We stay close to young couples searching for a home proposing on the topic of this bizarre and little-known 2019 movie, Vivarium.

Indeed, the protagonists of this story are precisely the cheerful Tom and Gemma, sweethearts who approach the unusual real estate agent Martin, a man apparently cordial yet at the same time slightly disturbing in appearance and behavior.

Martin then takes them to Yonder, a residential neighborhood still under construction and uninhabited, surprisingly uniform, and ominously alien-looking.

The perfectly tidy environment, with emerald green lawns and homes all looking the same, is at first glance the image of the paradise idealized idyll that every couple is looking for.

However, while they are visiting the house, Martin suddenly disappears, leaving them alone, and they can’t get back.

It is useless to drive around in circles until they run out of gas in the car, as well as to venture out into the gardens on foot in search of an escape route: one way or another, they always return in front of the damn door number 9.

At the height of despair, they even try to destroy the house, but the next day not only is it as good as new and without a single scratch, but they also find in front of a box containing an infant with a cryptic message: Raise him and you will be free.

Having no choice, they begin to live in Yonder’s endless void, with this baby growing at a phenomenal rate, developing increasingly strange and disquieting habits.

As they become increasingly detached from reality inside that purgatory, they begin to behave more oddly, along with the strange creature who becomes more and more like Martin as he becomes an adult.

The alien fear of the ordinary

Drawing free ideas from various Star Treks and The Twilight Zone, director Lorcan Finnegan introduces us to a bold feature packed with elements of uncanny sci-fi, with a pace that perfectly balances the thrill of the unknown with the suspense of discovery.

The use of the color palette is remarkable, recalling the work of Rene Magritte‘s masterpieces with a selection of vibrant and evocative hues for a visual world that screams surrealism in every frame.

Vivarium challenges our misconceptions about reality and perception with a slow and provocative approach to stimulate critical thinking, prompting the audience to question what is really going on in this 2019 movie.

Finnegan collaborates closely with Garret Shanley, creating a minimalist but effective script that tells a lot with little, carefully dosing the (few) revelations to keep curiosity and tension alive.

I prefer to leave you to search for subtle social metaphors, as intelligent as they are cleverly disseminated in this atmosphere suspended between the real and the imaginary.

Far from being arrogant and didactic, Finnegan and Shanley blend these ideas about the anonymous repetitiveness of modern life into the Yonder world that holds up a mirror to the great trap of the post-millennial lifestyle.

Not surprisingly, the world we see is a paradox: a Vivarium that, rather than seething with life, feels like a lonely place, inhabited by a few people condemned to slow agony, whose urban desert contrasts strikingly with the original meaning of the word.

Familiar elements and all the objects and gestures of daily life take on a sinister tone in this unexpected context, highlighting the uncertainty and disorientation provoked by an environment openly hostile to its guests.

Are they aliens?

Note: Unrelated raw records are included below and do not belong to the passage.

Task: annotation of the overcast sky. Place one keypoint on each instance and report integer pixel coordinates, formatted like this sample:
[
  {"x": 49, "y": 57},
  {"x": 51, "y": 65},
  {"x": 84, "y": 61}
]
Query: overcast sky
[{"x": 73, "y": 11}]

Interdimensional beings? Humans from a dystopian future experimenting on us? Your choice, any hypothesis, is plausible.

Mother and father and whimsical wit

In the enclosed environment of the Vivarium, where time and space seem to have no end, the universe revolves around three characters, each appearing to fragment a giant enigma whose solution continues to elude the viewer.

The most resilient figure turns out to be the female one, embodied with intensity by Imogen Poots.

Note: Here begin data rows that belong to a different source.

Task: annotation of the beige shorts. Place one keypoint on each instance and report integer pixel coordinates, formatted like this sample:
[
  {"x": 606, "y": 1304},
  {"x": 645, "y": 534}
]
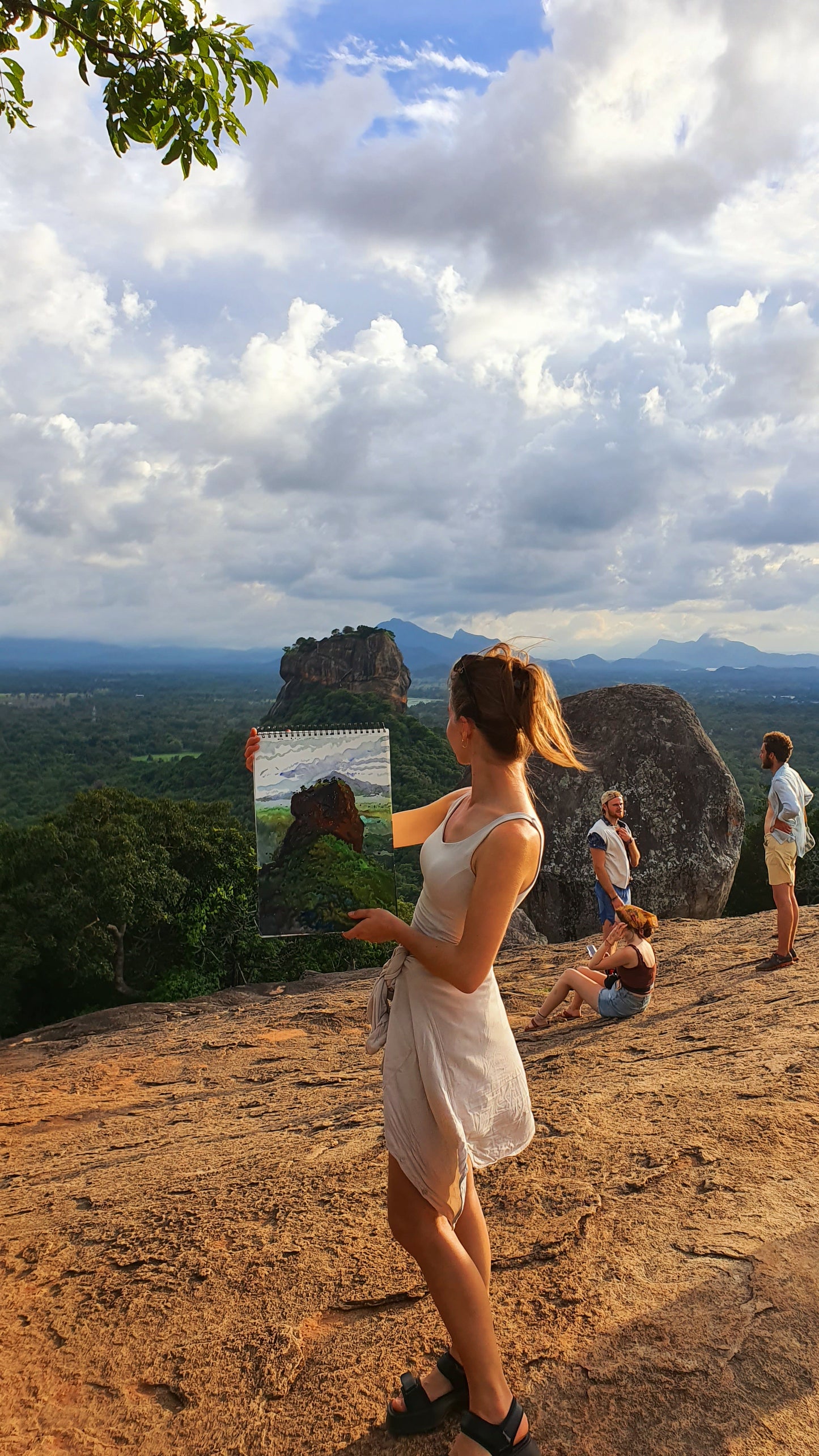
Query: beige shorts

She is the last bastion of sanity in a world that seems detached from reality and the only one who tries to struggle openly against the oppressive circumstances of this madness, desperately attempting to escape.

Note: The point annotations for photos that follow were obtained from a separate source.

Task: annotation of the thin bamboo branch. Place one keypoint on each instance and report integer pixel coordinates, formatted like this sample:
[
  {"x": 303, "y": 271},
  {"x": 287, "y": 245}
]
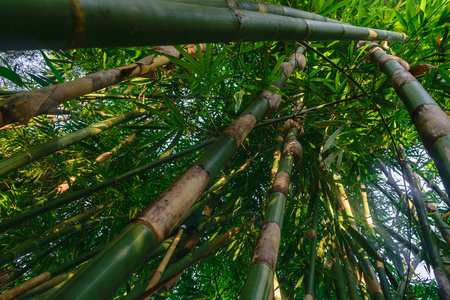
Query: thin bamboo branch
[
  {"x": 32, "y": 154},
  {"x": 24, "y": 216},
  {"x": 431, "y": 122}
]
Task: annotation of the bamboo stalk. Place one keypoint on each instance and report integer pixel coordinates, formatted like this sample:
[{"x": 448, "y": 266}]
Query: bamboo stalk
[
  {"x": 262, "y": 268},
  {"x": 427, "y": 234},
  {"x": 431, "y": 122},
  {"x": 21, "y": 107},
  {"x": 261, "y": 7},
  {"x": 164, "y": 263},
  {"x": 32, "y": 154},
  {"x": 157, "y": 221},
  {"x": 313, "y": 248},
  {"x": 34, "y": 244},
  {"x": 63, "y": 24},
  {"x": 24, "y": 216},
  {"x": 182, "y": 264}
]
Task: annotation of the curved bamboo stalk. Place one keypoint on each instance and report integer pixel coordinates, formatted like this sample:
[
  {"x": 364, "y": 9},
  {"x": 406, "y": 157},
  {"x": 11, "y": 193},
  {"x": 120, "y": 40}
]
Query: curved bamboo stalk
[
  {"x": 164, "y": 263},
  {"x": 262, "y": 8},
  {"x": 313, "y": 248},
  {"x": 32, "y": 154},
  {"x": 35, "y": 244},
  {"x": 21, "y": 107},
  {"x": 63, "y": 24},
  {"x": 20, "y": 218},
  {"x": 262, "y": 268},
  {"x": 427, "y": 234},
  {"x": 182, "y": 264},
  {"x": 158, "y": 220},
  {"x": 431, "y": 122}
]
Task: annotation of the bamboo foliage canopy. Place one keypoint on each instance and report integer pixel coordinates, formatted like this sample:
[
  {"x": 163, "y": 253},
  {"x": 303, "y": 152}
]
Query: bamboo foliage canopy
[{"x": 365, "y": 205}]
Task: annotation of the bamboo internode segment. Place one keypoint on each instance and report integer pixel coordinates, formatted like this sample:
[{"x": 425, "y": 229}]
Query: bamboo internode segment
[
  {"x": 62, "y": 200},
  {"x": 261, "y": 7},
  {"x": 18, "y": 160},
  {"x": 431, "y": 122},
  {"x": 264, "y": 260},
  {"x": 21, "y": 107},
  {"x": 163, "y": 214},
  {"x": 155, "y": 22},
  {"x": 156, "y": 222}
]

Involuntarily, she instead becomes a forced mother enduring the harassment of the little one entrusted to her by unknown forces, a little being far from representing the idyllic image of innocence associated with youth.

What should be the joy of having a child becomes instead a slow torture, as unbearable as it is cruel, its various stages of growth brilliantly rendered by young Senan Jennings and Eanna Hardwicke.

In contrast to his companion’s resilience, Jesse Eisenberg is instead a resigned man, immediately drowning in the inevitability of his fate and, after initial vain attempts, seeming to accept passively the impossibility of escape.

Distant and apathetic, this character ends up being almost as irritating and repulsive as the child and stupid enough to even go so far as to dig his own grave.

I had already admired the brilliant Eisenberg/Poots pair in the unusual The Art of Self-Defense, and in this movie, they are even better, delivering a performance that goes beyond the real by slowly slipping into an endless nightmare.

In conclusion, Jonathan Aris deserves mention as Martin, the mysterious real estate agent whose performance is as funny as it is creepy, with his cold (alien?) demeanor that seems devoid of any possible human empathy.

Vivarium is a rigged maze, a puzzle without a solution for a movie that has obviously remained almost unknown to the general public from 2019 to the present. Suppose you are not afraid to face a bizarre sci-fi/thriller/horror that slowly drowns you in the nightmare of forced homogenization and manipulation; you might have the patience to discover a different kind of science fiction beyond explosions and special effects.